He was evidently too worn and weak to take the Riviera journey alone.

Although warmly welcomed and cared for at his hotel, his two falls could not but use up his little remaining strength, and that little was cruelly drained by the last journey to Grenoble—a strangely weird and dramatic episode, a worthy conclusion to his stormy, overcast life. The scene is well described by M. Bernard:—

“In a brilliantly lighted hall, hung with magnificent draperies, at a richly spread table a gay crowd awaits the chief guest of the evening.

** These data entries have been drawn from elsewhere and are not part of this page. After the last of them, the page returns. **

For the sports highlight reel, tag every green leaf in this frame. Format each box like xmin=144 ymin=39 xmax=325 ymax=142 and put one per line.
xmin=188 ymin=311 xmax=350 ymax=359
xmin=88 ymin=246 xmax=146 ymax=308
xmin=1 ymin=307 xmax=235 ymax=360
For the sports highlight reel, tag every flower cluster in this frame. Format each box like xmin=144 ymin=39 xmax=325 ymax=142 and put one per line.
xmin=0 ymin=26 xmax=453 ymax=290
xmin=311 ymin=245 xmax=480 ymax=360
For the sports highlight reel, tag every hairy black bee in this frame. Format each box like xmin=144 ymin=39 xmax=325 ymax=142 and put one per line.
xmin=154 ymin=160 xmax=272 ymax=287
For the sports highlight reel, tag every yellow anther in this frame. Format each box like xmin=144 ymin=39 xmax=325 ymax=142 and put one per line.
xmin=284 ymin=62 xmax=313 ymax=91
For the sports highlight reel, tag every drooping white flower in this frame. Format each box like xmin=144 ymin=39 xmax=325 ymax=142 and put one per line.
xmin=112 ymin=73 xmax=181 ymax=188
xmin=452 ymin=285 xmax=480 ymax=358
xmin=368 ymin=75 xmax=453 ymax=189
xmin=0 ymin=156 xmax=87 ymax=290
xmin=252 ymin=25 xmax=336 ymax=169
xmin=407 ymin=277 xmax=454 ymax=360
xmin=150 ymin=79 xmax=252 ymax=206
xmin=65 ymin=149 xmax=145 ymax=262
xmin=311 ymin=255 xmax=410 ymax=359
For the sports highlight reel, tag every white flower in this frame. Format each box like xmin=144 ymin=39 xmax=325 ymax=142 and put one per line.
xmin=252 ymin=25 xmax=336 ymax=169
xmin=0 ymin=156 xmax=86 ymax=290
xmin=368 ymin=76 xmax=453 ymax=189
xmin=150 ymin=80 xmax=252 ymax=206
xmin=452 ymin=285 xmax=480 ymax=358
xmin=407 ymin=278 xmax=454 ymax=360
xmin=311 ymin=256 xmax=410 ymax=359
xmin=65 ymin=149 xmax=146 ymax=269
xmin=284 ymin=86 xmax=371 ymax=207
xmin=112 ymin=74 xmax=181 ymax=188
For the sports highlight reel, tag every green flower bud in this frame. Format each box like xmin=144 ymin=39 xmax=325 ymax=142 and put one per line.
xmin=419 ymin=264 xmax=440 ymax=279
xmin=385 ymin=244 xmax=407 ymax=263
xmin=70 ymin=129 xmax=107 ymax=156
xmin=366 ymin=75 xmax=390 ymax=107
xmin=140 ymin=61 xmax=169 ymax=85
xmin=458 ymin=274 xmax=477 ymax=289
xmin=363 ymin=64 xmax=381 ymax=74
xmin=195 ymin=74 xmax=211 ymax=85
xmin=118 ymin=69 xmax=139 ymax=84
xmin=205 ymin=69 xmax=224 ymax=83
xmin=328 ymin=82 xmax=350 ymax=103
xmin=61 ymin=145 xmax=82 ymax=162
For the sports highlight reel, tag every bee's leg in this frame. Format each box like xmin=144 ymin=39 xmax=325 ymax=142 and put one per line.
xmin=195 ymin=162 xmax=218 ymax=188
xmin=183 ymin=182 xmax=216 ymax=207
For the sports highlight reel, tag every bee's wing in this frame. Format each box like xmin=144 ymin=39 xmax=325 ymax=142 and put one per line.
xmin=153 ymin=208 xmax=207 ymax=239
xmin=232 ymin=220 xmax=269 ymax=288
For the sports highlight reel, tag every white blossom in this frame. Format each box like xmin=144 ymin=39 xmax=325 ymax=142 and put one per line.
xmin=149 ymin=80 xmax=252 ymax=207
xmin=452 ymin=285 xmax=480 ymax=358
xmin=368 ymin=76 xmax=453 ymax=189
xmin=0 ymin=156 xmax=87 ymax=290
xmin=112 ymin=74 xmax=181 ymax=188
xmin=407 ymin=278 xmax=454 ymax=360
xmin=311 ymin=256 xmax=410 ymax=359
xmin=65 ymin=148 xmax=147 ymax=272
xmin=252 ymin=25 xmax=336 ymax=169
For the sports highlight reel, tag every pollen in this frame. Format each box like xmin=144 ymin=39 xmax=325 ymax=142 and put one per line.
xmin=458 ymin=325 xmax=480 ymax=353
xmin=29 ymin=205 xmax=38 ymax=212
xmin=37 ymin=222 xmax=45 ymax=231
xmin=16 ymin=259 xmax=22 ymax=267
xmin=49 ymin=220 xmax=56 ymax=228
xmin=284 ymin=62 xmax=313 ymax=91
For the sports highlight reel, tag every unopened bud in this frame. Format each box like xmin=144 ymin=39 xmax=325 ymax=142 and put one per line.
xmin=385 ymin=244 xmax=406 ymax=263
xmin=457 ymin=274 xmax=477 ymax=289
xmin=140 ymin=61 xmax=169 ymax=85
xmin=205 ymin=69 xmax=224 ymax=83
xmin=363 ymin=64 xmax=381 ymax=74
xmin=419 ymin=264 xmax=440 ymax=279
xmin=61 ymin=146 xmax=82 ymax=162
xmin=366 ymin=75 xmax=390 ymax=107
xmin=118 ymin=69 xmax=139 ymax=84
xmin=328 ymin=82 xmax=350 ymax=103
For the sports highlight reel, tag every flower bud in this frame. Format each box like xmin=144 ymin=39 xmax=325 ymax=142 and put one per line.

“The curtains are torn aside, and a phantom appears. The ghost of Banquo? No, the skeleton form of Berlioz, his face pale and thin, his eyes vacant and wandering, his head trembling, his lips drawn in a bitter smile.

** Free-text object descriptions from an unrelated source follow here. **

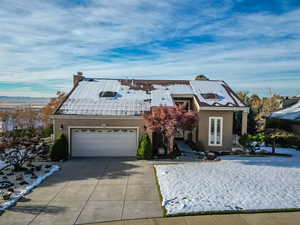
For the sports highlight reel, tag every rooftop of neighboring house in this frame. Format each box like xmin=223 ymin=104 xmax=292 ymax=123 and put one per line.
xmin=55 ymin=76 xmax=246 ymax=116
xmin=270 ymin=98 xmax=300 ymax=122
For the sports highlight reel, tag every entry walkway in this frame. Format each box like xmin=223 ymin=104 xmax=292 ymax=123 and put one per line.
xmin=176 ymin=140 xmax=198 ymax=161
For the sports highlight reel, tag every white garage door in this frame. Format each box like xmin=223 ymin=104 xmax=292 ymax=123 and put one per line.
xmin=71 ymin=128 xmax=137 ymax=157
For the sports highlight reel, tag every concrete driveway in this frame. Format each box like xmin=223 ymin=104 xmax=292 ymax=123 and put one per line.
xmin=0 ymin=158 xmax=163 ymax=225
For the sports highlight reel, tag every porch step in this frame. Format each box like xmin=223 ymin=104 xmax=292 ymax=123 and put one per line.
xmin=232 ymin=145 xmax=244 ymax=152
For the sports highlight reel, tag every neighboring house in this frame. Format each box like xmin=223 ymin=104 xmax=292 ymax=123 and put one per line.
xmin=268 ymin=97 xmax=300 ymax=135
xmin=282 ymin=95 xmax=300 ymax=108
xmin=52 ymin=74 xmax=249 ymax=158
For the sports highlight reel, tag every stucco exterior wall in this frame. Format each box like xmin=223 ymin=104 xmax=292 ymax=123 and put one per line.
xmin=53 ymin=111 xmax=235 ymax=153
xmin=197 ymin=110 xmax=234 ymax=152
xmin=53 ymin=117 xmax=145 ymax=142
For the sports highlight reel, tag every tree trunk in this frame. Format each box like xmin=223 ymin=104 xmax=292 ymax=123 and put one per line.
xmin=14 ymin=164 xmax=25 ymax=172
xmin=272 ymin=140 xmax=276 ymax=154
xmin=168 ymin=136 xmax=174 ymax=154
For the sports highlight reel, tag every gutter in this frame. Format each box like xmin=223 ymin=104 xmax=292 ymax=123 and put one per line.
xmin=199 ymin=106 xmax=249 ymax=113
xmin=50 ymin=114 xmax=144 ymax=120
xmin=267 ymin=116 xmax=300 ymax=124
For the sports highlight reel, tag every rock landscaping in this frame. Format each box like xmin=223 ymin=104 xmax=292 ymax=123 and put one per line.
xmin=0 ymin=136 xmax=59 ymax=211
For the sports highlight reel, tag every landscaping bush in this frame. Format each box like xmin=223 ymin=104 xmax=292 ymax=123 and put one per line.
xmin=251 ymin=132 xmax=265 ymax=144
xmin=42 ymin=124 xmax=53 ymax=138
xmin=239 ymin=134 xmax=253 ymax=150
xmin=239 ymin=129 xmax=300 ymax=153
xmin=137 ymin=133 xmax=152 ymax=159
xmin=265 ymin=129 xmax=300 ymax=150
xmin=1 ymin=149 xmax=32 ymax=172
xmin=239 ymin=133 xmax=265 ymax=153
xmin=50 ymin=134 xmax=68 ymax=161
xmin=13 ymin=129 xmax=35 ymax=138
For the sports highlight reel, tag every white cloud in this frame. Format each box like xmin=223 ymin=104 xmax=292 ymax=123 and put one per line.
xmin=0 ymin=0 xmax=299 ymax=97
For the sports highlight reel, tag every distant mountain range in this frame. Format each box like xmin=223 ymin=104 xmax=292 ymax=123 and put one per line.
xmin=0 ymin=96 xmax=50 ymax=104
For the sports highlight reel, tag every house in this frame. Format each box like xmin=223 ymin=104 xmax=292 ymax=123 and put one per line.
xmin=268 ymin=96 xmax=300 ymax=135
xmin=52 ymin=73 xmax=249 ymax=157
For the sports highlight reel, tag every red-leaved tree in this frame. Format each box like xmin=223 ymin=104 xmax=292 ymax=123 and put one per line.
xmin=144 ymin=105 xmax=199 ymax=153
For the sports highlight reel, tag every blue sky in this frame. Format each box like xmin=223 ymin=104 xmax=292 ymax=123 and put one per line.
xmin=0 ymin=0 xmax=299 ymax=97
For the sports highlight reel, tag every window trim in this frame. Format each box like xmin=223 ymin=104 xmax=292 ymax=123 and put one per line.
xmin=208 ymin=116 xmax=223 ymax=146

“They crowd around him and press his hands—those palsied hands that have so often led the armies of music to victory. A crown is placed upon his silver locks.

“Vacantly he gazes round upon these fellow-citizens, gathered to do him homage—sincere, but how belated!—mechanically he rises to reply to words of which he has hardly grasped the meaning.

“Suddenly a furious Alpine gale dashes down into the hall, tearing at the curtains, extinguishing the lights; outside the squall whistles shrilly, the lightning cuts the blackness of the clouds, casting sinister gleams on the faces of the dumb and startled assembly.

“Alone, amid the howls of the tempest, Berlioz stands, wrapped in flashes of vivid green—the spirit of symphony—colossal musician, whose apotheosis is heralded by Nature with her wildest, grandest music.

That was the end.

On Monday morning, the 8th March 1869, Hector Berlioz died.